Crawford began to explore the Methodist denomination, examining her own beliefs and praying.
“They wanted me to come in,” she said. “And then, then I was told, ‘You need to be given a charge.’ So, I was teaching full time and a pastor in a church and working on a PhD part time.”
That proved to be a bit too much. When her teaching contract was up for renewal, Crawford announced she would be moving on. Additionally, the debt from her doctorate studies wasn’t something she felt she could take on.
“I hate that I didn’t finish it,” she said. “That’s the only thing I haven’t finished.”
However, shortly after returning to her home state, Crawford was again called on to serve as pastor, this time at two churches.
“I am the pastor at Union and at Lake,” she said, smiling. “I preach there on Sunday mornings at 9 a.m. and a preach here at 11 a.m., and then I try to spend Tuesdays in Lake and go back during the week if there’s times I need to be there.”
Throughout both her careers, Crawford said there have always been those who doubt her ability because of her gender, but she doesn’t let that stop her.

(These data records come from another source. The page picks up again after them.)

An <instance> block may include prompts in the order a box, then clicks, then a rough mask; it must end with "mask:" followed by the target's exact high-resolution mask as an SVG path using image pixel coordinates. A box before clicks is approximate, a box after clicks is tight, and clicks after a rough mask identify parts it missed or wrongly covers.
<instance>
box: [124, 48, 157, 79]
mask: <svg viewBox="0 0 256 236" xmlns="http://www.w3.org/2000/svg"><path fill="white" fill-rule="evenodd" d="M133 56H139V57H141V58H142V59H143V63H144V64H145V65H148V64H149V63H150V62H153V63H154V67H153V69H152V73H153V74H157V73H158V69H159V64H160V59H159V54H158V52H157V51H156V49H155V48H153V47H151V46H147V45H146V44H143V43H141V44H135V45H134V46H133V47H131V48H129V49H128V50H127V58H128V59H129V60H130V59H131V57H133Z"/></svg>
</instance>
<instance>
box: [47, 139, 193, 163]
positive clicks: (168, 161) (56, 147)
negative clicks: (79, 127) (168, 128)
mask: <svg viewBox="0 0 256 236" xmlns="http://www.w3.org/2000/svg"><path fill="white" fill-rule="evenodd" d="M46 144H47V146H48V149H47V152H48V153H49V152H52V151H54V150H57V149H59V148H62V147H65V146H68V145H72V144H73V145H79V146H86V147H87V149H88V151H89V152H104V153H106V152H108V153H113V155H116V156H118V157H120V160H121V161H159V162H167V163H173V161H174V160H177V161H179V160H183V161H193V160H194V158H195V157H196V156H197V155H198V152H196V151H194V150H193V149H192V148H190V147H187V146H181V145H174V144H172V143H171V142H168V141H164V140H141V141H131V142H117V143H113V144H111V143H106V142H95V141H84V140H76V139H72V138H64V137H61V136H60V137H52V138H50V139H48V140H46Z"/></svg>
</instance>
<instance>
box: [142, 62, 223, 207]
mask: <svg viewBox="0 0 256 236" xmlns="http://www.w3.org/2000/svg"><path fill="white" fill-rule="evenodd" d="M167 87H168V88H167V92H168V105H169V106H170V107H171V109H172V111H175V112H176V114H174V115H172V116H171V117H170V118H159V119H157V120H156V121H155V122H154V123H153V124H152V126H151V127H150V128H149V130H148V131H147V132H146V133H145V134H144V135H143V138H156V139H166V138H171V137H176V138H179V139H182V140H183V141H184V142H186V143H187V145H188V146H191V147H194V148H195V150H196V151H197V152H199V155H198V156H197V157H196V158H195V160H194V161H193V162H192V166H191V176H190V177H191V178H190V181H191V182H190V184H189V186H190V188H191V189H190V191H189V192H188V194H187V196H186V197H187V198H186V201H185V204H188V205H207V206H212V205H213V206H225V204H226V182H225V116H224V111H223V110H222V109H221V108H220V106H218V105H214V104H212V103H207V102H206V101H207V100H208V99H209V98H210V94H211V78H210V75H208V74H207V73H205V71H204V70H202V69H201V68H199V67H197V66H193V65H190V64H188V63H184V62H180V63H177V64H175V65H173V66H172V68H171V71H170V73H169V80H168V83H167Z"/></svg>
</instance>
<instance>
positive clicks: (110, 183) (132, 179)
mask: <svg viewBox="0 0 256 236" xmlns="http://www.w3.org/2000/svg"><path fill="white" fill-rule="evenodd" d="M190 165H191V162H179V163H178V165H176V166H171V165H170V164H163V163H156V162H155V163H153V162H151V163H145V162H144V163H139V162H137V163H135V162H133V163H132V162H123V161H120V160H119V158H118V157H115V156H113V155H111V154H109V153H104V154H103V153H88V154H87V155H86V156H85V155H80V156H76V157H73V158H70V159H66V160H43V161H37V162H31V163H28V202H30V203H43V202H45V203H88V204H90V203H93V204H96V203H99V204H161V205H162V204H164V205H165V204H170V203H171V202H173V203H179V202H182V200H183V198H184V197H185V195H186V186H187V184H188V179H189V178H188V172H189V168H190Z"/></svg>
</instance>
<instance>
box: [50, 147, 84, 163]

“It wasn’t just in the church. It’s in the corporate world as well,” she said. “I remember one time, I was promoted, and there was a young man I shared an office with. I remember one day him saying, ‘You know, you seem like a nice girl. Why don’t you just stay home and have kids?’”
That “friction,” Crawford said, was always present, but she kept her head down, did her work and followed the Lord. Now, with two churches of her own, she said she counsels young women going into ministry and encourages everyone in her church to follow their calling no matter what.
And, she’s having the time of her life.
“It’s just, it’s great to be back home. I didn’t know what to expect. I’ve been gone so many years and so many different paths of life, but I just love it,” she said. “I was coming in from Jackson the other day and saw all the progress up there with the hospitals in place, and I am so proud of my state. It’s good to be home.”